JEFFREY DANE is a historian, researcher and essayist whose writing on various subjects appears in the USA and abroad in several languages, and in both print and online publications. He's a contributor to several volumes, including "On The Crockett Trail" by Rod Timanus (Pioneer Press, Union City, Tennessee, November, 1999); "An Illustrated History of Texas Forts," also by Rod Timanus (Republic of Texas Press, Plano, Texas, February, 2001); and "Leonard Bernstein - A Life" by Meryle Secrest (Alfred Knopf, New York, 1994). He was asked to write the Foreword for "The Alamo Story: From Early History to Current Conflicts" by J.R. Edmondson (Rep. of TX Press, February, 2000). He's been called by some a real idealist and by others an ideal realist. Both views have merit.

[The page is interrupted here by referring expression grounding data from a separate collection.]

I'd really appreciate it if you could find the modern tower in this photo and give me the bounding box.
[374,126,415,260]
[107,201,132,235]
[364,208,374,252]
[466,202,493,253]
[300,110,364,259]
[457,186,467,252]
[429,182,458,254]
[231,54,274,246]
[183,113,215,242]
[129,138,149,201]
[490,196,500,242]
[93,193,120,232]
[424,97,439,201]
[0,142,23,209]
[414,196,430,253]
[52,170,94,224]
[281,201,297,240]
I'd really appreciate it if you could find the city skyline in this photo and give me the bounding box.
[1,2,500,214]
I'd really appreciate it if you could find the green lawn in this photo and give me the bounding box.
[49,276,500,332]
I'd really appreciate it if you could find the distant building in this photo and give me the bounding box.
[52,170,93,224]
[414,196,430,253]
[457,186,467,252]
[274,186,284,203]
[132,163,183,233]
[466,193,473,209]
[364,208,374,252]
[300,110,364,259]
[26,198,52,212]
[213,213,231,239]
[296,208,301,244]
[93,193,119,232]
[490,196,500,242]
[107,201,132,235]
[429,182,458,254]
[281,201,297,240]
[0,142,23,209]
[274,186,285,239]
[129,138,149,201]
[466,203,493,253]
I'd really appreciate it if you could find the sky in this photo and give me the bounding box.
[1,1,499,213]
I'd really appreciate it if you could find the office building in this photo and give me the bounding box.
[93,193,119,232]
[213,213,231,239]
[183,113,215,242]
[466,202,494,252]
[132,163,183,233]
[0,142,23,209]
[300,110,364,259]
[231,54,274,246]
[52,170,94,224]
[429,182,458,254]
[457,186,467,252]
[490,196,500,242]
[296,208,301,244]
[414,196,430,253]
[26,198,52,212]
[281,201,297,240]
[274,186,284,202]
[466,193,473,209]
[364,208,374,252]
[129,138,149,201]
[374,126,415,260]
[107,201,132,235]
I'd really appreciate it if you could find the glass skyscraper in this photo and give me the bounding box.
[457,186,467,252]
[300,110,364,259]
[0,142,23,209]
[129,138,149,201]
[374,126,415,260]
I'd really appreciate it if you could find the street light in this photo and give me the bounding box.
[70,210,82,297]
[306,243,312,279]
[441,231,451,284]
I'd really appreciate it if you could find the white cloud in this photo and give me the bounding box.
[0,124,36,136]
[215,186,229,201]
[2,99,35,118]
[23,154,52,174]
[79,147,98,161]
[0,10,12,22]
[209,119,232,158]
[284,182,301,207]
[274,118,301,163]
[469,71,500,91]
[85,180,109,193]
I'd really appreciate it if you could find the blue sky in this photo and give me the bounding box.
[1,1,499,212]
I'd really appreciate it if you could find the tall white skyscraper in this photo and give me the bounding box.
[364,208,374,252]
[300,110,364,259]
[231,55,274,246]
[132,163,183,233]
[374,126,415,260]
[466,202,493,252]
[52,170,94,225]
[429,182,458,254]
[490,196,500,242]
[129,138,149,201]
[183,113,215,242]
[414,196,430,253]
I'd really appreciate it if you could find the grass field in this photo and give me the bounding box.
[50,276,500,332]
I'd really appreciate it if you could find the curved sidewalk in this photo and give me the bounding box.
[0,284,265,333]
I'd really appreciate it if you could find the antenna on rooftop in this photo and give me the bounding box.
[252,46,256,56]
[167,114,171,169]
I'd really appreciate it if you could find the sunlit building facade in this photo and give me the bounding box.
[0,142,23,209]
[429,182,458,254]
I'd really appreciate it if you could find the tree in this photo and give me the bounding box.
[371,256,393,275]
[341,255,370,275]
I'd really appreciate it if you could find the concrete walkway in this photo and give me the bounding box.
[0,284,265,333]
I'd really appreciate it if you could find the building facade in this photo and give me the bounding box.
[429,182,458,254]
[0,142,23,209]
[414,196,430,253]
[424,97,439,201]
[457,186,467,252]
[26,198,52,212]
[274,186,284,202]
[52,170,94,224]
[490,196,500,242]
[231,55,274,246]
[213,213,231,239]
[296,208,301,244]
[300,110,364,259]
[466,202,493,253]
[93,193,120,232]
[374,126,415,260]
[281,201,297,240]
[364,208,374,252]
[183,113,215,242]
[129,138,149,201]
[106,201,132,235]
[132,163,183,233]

As a historian, if he had a choice of experiencing any single event in the recent history of the world, it would be the siege and fall of the Alamo ( - but, he freely acknowledges, "Only as an observer, not as a participant").

He favors the following human attributes: good sense and logic, and those who subscribe to it in concept and practice; people who admit when they're wrong about something, and those who accept - graciously, not grudgingly - his own apology when he acknowledges an error of his own; those who consider and weigh their options, make a decision, and stay with it; circumstances that promote a clear vision, where we can see something for its own intrinsic worth and gauge it on its own merits, viewing it (and hopefully accepting it) for what it is.

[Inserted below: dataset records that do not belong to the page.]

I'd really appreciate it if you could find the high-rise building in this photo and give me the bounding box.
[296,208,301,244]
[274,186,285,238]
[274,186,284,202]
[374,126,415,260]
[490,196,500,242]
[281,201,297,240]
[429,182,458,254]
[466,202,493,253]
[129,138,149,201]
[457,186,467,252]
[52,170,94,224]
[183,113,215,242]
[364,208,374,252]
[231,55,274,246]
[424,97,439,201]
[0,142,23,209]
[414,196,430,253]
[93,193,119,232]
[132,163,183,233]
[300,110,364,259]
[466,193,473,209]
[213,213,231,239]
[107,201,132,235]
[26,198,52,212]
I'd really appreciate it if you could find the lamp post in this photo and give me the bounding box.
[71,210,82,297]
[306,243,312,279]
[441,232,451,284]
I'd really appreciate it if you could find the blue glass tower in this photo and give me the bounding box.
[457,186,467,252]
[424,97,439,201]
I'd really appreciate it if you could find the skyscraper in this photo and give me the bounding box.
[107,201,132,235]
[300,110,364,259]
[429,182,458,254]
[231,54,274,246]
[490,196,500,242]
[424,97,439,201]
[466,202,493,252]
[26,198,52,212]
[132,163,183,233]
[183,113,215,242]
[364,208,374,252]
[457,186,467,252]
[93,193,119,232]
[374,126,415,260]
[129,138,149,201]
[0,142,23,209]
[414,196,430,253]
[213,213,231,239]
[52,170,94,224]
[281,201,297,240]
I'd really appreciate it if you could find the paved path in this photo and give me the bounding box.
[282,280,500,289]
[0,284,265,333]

His dislikes are: screaming children; pomposity, attitude and arrogance in any form; those of the "know-it-all" mentality, and whose personal dissatisfaction and venting masquerades as "constructive criticism"; people who have a genius for making simple things needlessly complicated; men & women who are intolerant of another person's viewpoint and who fix only upon what suits them; the person who takes the easy way out by focusing on what something is not, and who first polls others to decide what his or her own opinion will be.